Signing of Treaty of Greenville, 1795
The Chicago area was directly affected by five of the approximately 370 ratified treaties between the federal government and American Indian nations signed from 1778 to 1871. Indian treaty making ended by law in 1871, but an additional 73 “agreements” containing similar provisions were ratified up to 1911. Treaties involving the Chicago area were signed in 1795, 1816, 1821, 1829, and 1833.

The Treaty of Greenville, Ohio (1795), ceded to the federal government the southern two-thirds of present-day Ohio, ending the allied Indians' long battle to maintain the Ohio River as the boundary between areas for white and Indian settlement, a boundary set by the Treaty of Fort Stanwix in 1768. The treaty also ceded 16 tracts at strategic locations on the water transportation routes of the Northwest Territory, including three in present-day Illinois: (1) the mouth of the Chicago River, where Fort Dearborn was erected in 1803; (2) the portage area between the Chicago and Des Plaines Rivers; and (3) the mouth of the Illinois river.

Following the War of 1812, the regional band of Ottawa, Chippewa, and Potawatomi ceded to the United States a strip of land extending directly southwest from points 10 miles north and 10 miles south of the mouth of the Chicago River.
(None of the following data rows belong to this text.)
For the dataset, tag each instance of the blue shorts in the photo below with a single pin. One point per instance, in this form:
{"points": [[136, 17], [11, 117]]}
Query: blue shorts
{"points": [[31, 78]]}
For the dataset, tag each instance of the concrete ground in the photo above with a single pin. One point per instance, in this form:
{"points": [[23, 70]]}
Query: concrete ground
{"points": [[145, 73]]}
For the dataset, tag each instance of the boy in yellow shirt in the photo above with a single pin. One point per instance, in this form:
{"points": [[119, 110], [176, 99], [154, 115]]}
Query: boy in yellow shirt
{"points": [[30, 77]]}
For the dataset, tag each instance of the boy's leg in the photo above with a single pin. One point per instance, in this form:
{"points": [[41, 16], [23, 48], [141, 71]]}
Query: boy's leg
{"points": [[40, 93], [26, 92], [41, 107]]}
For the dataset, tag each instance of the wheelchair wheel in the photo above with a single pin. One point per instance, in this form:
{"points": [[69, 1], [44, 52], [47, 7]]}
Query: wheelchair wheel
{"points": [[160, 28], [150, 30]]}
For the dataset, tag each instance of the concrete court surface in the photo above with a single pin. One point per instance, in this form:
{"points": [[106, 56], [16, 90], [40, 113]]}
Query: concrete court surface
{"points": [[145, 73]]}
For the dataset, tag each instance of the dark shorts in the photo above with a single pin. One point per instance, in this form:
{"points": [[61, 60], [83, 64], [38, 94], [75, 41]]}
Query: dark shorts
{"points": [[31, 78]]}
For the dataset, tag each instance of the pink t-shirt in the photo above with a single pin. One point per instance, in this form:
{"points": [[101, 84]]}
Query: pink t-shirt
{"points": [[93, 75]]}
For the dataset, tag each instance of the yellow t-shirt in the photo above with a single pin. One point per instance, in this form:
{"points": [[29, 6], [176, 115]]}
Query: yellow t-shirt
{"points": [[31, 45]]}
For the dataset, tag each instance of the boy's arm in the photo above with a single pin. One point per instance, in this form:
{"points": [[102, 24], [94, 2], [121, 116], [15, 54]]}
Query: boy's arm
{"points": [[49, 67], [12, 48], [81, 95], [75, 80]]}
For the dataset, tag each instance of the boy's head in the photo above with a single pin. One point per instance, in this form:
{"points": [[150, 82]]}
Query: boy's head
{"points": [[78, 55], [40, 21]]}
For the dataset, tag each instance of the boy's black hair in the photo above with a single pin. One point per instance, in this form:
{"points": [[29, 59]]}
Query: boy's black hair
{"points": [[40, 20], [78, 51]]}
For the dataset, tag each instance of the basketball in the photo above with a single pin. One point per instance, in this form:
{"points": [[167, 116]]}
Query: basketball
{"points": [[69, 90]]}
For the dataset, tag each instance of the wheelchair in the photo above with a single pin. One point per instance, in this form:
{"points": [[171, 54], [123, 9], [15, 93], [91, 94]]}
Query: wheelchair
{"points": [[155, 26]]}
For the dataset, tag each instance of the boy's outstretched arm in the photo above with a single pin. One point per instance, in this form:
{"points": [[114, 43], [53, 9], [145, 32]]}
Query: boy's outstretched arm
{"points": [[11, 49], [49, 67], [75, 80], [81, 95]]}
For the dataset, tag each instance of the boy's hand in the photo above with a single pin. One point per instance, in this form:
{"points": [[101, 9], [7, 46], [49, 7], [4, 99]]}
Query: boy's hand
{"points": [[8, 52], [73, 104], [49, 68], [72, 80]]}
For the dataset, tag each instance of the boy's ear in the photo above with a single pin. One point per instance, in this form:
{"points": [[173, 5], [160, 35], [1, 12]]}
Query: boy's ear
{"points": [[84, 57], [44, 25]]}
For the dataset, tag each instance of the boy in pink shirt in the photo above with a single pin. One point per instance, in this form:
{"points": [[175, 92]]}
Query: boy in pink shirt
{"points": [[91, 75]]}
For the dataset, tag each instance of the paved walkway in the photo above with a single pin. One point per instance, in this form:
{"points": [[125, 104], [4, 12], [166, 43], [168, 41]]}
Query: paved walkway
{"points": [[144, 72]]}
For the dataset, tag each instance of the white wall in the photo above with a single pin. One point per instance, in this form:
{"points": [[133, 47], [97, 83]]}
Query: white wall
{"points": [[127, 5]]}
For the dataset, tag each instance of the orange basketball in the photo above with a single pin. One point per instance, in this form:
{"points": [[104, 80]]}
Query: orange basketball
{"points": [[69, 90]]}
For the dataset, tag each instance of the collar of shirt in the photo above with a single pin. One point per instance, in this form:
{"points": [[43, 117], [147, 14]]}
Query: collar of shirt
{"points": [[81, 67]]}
Through this Treaty of St. Louis (1816), the government acquired control over the Chicago River corridor linking Lake Michigan and the Mississippi River. At Chicago, Ottawa, Chippewa, and Potawatomi representatives signed a treaty August 29, 1821, giving up land in southwestern Michigan and also gave permission to build a road from Detroit to Chicago, completed in 1835.
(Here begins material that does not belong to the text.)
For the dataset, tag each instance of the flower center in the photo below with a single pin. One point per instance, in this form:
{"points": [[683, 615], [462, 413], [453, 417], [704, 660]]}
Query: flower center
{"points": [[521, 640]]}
The pioneer farm of Antoine Ouilmette, now a lighthouse site in Wilmette, marked the corner of an area extending westward to the Rock River ceded by the Treaty of Prairie du Chien (Wisconsin, 1829). Other treaty provisions granted sections of land along the Chicago and Des Plaines Rivers to several people of Indian heritage, including Billy Caldwell, Alexander Robinson, and Archange Ouilmette, Potawatomi wife of Antoine.

The famous Treaty of Chicago (1833) brought an estimated three thousand Indians, traders, government officials, army troops, land speculators, and adventurers to the small village to witness the dramatic proceedings whereby the Potawatomi ceded the last of their Illinois and Wisconsin lands and their last reservations in Michigan. Indians began the demanded removal to land west of the Mississippi river, or fled to Wisconsin and Canada before the treaty was ratified in 1835.

Bibliography
Kappler, Charles J., comp. and ed. American Indian Treaties. 1972.
Prucha, Francis Paul. American Indian Treaties. 1994.
Royce, Charles C., comp. “Indian Land Cessions in the United States.” Eighteenth Annual Report of the Bureau of American Ethnology for 1896–97, Part II. 1899.